Il serait peut-être temps d'accorder aux écrivains une part plus précise du gâteau distribué par la ministre. Photo: Kaitlyn Baker, Unsplash

Solution?

Tant qu’à être dans la situation de l’écrivain au Québec, ça fait un moment que je pense à des solutions pour payer celles et ceux qui écrivent et pour lesquels écrire n’est pas qu’une «passion», comme on l’entend si souvent pour justifier le fait de ne pas les payer décemment. Pour plusieurs, écrire, c’est aussi un boulot. Un parmi d’autres parce qu’ils doivent évidemment, pour la grande majorité d’entre eux, faire une ou plusieurs autres jobs pour payer le loyer.

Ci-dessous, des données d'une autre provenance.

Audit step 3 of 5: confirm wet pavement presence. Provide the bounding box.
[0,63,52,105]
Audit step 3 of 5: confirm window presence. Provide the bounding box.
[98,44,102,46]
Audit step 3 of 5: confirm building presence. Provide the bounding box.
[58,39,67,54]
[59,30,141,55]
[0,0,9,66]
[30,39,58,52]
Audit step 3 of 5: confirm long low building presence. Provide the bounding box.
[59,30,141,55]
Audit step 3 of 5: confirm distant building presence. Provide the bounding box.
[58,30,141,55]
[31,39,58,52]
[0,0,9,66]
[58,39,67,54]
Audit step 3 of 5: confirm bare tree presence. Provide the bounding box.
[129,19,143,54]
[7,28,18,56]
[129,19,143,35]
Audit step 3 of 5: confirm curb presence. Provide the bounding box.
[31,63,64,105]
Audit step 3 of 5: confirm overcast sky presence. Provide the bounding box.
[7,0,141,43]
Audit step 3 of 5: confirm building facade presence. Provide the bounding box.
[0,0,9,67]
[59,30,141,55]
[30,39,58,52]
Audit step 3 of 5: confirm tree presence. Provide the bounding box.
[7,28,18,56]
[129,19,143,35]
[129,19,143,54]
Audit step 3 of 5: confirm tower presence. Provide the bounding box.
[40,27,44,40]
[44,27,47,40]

À ce sujet, je n’ai d’ailleurs jamais compris pourquoi l’auteur qui n’a aucune entente collective encadrant ses conditions de travail, ni aucune grille tarifaire validée, et qui est à la base d’une industrie générant des emplois serait le seul à devoir exercer son travail à temps perdu, sans aucune rémunération assurée, sauf parfois peut-être ce qu’on appelle des à-valoir et qui sont des versements à la signature du contrat d’une avance sur les droits d’auteur, un montant qui excède rarement les 2000$.

Une amie écrivaine avançait la solution que les éditeurs puissent verser un salaire à leurs écrivains sous contrat pendant qu’ils écrivent. Ce salaire pourrait se négocier d’après la nature du projet d’écriture, du temps estimé, bref, l’écrivain pourrait s’y consacrer à temps complet sans avoir à trop se soucier de cumuler les emplois, de travailler pendant ses vacances ou la nuit après les heures de travail. À titre d’exemple, pour un projet évalué à six mois de travail au salaire minimum pour des semaines de 40 heures (ce serait au créateur de répartir son travail comme bon lui semble), il pourrait se voir remettre quelque 12000$, en plus des redevances liées aux ventes du livre en question établies selon une entente avec l’éditeur.

Or, suivant ce scénario, malheureusement, l’éditeur serait dans l’obligation de publier moins de titres annuellement, donc, peut-être, de nous priver de perles sur lesquelles nuls ne miseraient dans un système de rémunération tel que proposé. À contrario, dans le lot de nouveautés annuelles, il arrive peut-être aussi que des perles passent inaperçues et ne connaissent jamais l’éclairage qu’elles mériteraient. Me voilà bien perplexe. Cette question et bien d’autres concernant entre autres l’amélioration des conditions socioéconomiques des auteures et des auteurs en ces temps de pandémie mériteraient que les membres de l’UNEQ puissent s’asseoir avec la ministre afin de pouvoir bénéficier eux aussi d’une part du plan de relance selon les propres spécificités du milieu des lettres, qui a moins que d’autres à gagner à travers le prisme des nouvelles technologies qui semble tant exciter le gouvernement actuel.